Artificial intelligence (AI) adoption in the financial services industry has risen to 81 percent, indicating it has effectively entered a stage of widespread use. Profitability and improvements in operational efficiency were driven more by an organisation's AI maturity, the level of technological advancement and the size of investment than by adoption itself.
Fintech News Switzerland reported on May 6 that the Cambridge Centre for Alternative Finance, under the University of Cambridge Judge Business School, released research findings on the status of AI adoption in the financial sector.
The survey was conducted from October 2025 to January 2026 across 628 financial institutions, AI vendors and regulators in 151 regions. Overall, 81 percent of respondents said they had adopted AI in some form, and 40 percent said their level of AI use had reached the 'scaling' or 'transforming' stage. This shows the financial sector is accepting AI as a core technology in efficiency, risk management and customer personalisation.
Gaps by industry segment were also confirmed. Fintech companies moved faster on AI transformation than traditional financial institutions. The share that reached the 'transforming' stage was 19 percent for fintech, more than triple the 6 percent for incumbent financial firms. Incumbent firms, meanwhile, were more concentrated in early adoption stages, with 21 percent in the 'exploring' stage and 44 percent in the 'piloting' stage. Unlike fintech with a digital-centric structure, legacy systems, complex integration and security requirements at traditional financial firms acted as hurdles to wider rollout.
By technology, traditional machine learning was used most widely. Some 75 percent of respondents said they had adopted machine learning and were using it for fraud detection, credit screening and anti-money laundering (AML) suspicious transaction detection. Adoption of generative AI also rose quickly to 71 percent. More recently, adoption of agentic AI, which autonomously performs multi-step tasks with set goals, reached 52 percent. Applications are expanding into areas such as autonomous trading, dynamic portfolio rebalancing and real-time risk mitigation.
Within financial firms, AI use was focused first on operations and back-office functions. The most mature and widely used application was process automation, with a 79 percent adoption rate, while data visualisation and software development were each at 75 percent. In the front office, AI-based customer support was highest at 73 percent. Sales, customer relationship management and strengthening customer touchpoints followed at 67 percent, with marketing and personalisation at 64 percent.
Results diverged clearly depending on the level of AI adoption. Of companies with high AI maturity, 64 percent said profitability improved, compared with 33 percent among companies with low maturity. Some 56 percent of fintech companies said they experienced productivity gains, but financial institutions were at 34 percent.
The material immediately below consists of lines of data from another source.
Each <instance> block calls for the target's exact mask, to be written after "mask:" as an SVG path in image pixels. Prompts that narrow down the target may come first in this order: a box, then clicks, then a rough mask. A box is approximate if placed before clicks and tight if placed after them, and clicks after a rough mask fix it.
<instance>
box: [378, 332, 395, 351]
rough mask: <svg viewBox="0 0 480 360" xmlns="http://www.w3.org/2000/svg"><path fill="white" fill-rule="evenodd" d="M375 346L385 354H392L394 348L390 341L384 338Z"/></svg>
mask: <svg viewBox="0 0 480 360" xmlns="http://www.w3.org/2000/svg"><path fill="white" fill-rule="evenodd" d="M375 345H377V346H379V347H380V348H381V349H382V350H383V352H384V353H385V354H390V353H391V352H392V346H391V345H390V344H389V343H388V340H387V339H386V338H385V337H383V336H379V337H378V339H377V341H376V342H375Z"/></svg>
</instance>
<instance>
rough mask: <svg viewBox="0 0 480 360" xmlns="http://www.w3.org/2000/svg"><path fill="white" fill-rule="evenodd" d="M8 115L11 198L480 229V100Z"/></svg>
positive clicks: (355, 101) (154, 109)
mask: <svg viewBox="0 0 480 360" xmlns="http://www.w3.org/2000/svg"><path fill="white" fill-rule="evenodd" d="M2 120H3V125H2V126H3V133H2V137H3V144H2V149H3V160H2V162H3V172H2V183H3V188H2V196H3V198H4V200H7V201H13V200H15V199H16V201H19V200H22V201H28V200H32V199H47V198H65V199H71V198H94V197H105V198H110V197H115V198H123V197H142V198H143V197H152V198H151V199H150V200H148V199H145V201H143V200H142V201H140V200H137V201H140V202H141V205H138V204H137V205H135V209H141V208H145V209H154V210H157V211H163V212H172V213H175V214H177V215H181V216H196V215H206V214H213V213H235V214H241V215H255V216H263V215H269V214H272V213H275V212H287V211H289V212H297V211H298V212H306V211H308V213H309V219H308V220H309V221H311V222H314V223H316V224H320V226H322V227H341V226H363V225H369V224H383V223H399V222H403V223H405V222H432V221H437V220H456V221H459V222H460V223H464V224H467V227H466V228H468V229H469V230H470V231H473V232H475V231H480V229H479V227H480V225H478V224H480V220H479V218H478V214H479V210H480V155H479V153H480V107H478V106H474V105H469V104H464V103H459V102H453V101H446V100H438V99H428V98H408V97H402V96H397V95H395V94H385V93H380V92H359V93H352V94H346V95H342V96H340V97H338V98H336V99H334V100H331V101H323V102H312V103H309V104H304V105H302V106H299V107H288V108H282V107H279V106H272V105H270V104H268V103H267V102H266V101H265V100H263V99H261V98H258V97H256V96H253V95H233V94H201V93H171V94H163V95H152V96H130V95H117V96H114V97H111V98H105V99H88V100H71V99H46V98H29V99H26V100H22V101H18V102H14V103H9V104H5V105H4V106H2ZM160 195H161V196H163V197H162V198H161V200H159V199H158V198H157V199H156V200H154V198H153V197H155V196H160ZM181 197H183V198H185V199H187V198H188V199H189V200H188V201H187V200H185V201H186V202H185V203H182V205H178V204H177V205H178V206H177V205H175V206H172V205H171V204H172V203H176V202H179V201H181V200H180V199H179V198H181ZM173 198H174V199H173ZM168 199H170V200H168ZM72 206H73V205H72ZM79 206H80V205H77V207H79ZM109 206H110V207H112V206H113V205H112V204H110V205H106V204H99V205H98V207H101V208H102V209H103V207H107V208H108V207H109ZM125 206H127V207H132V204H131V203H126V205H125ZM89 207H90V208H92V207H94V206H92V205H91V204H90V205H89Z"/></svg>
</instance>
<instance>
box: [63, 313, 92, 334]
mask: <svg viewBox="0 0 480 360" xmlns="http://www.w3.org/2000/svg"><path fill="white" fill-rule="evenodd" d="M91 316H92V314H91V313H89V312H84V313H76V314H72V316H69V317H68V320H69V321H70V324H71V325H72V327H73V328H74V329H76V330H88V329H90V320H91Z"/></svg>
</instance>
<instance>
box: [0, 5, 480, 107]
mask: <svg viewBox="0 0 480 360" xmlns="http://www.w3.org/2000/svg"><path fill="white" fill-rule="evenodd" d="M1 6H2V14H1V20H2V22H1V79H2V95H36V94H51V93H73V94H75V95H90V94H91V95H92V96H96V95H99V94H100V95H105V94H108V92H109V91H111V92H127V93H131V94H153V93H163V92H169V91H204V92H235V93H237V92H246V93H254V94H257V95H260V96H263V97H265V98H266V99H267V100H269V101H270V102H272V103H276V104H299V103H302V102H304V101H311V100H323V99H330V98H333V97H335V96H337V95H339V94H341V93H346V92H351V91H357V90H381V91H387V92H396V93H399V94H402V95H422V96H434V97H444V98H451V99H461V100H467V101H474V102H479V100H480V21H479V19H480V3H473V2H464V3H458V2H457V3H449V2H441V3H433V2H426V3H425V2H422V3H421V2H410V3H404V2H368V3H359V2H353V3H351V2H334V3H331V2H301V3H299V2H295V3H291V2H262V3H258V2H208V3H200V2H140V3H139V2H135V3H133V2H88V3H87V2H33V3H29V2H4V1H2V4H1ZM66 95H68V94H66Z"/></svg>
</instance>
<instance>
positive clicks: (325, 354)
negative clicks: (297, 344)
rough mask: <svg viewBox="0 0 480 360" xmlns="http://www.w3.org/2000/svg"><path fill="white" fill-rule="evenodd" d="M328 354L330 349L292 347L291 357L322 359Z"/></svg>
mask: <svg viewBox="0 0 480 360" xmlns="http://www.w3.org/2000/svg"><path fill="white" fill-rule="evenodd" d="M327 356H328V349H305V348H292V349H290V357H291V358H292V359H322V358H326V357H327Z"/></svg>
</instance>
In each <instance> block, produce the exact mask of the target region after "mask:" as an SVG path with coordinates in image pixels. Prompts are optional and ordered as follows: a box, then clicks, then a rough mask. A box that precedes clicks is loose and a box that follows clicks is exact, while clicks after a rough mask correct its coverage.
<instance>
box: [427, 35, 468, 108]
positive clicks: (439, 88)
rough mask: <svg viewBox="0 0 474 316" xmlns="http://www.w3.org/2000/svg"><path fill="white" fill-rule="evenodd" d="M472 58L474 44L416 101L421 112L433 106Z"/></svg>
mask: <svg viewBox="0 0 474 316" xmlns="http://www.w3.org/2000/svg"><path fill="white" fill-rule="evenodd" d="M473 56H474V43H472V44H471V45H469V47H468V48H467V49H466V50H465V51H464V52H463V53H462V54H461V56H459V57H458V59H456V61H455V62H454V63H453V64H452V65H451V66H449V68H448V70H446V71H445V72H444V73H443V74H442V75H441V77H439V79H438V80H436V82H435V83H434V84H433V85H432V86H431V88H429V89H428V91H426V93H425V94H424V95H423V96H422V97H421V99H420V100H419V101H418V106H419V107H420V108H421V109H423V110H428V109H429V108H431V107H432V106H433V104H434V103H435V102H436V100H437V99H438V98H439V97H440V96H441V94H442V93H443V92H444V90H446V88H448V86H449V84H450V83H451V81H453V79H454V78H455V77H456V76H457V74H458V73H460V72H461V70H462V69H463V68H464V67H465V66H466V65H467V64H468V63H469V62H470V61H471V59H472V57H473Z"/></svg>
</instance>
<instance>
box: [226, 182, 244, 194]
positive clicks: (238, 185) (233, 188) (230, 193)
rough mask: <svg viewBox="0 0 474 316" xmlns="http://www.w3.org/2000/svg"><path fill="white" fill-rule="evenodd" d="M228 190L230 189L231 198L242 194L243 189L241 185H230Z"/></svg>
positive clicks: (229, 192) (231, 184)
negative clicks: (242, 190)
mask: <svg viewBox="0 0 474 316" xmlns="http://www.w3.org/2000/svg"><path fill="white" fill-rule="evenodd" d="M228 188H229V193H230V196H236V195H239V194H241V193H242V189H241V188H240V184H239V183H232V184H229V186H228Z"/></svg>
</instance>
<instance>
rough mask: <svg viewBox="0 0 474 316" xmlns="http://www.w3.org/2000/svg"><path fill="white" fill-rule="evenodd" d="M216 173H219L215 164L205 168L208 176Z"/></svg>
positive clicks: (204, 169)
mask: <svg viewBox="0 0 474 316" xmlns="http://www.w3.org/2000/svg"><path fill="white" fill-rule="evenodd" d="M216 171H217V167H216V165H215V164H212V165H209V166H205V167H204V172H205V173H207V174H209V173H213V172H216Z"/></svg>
Investment size also emerged as a factor separating outcomes. Among companies that invested at least $100,000 in the most recent fiscal year, 61 percent said they confirmed an increase in profitability. That compared with 40 percent among companies that invested less than $100,000. The share reporting improved profitability was 54 percent among companies using AI models they built in-house or fine-tuned, higher than 39 percent among those relying on general-purpose products or external vendor solutions. The analysis said AI's financial impact is more sensitive to control and investment intensity than to adoption itself.
Employment impact still appeared limited. Some 74 percent of respondents said there had been no clear decrease or increase in headcount due to AI adoption over the past 3 years. In the outlook for 2030, more weight was placed on retraining and role transitions than on layoffs. Some 25 percent expected workforce retraining and transitions, and adding the 10 percent that expected a net increase brings the total to 35 percent that saw AI changing jobs or having a positive impact. By contrast, one-quarter of respondents expected a net decline in jobs by 2030. The payments segment was seen as the most pessimistic area, with 21 percent forecasting a sharp decrease.
Separate from the pace of rollout, bottlenecks were also clear. The biggest issue was data availability and quality. Some 66 percent of AI vendors, 46 percent of regulators and 40 percent of industry respondents cited data issues as a key obstacle. Vendors viewed data quality and completeness as the biggest difficulty when collaborating with clients. Legacy systems, fragmented work environments and limits on data sharing were also cited as major constraints. Regulators pointed to a lack of AI education and capability-building at 48 percent, talent shortages at 47 percent and technology and infrastructure limits at 45 percent as key constraints.
Against this backdrop, the next competition in finance is shifting from whether AI has been adopted to how deeply it has been embedded. The performance gap between financial firms and fintech is also widening at the same point. As generative AI and agentic AI spread rapidly, how much data quality and internal capabilities are strengthened remains a variable that will determine actual improvements in profitability and productivity.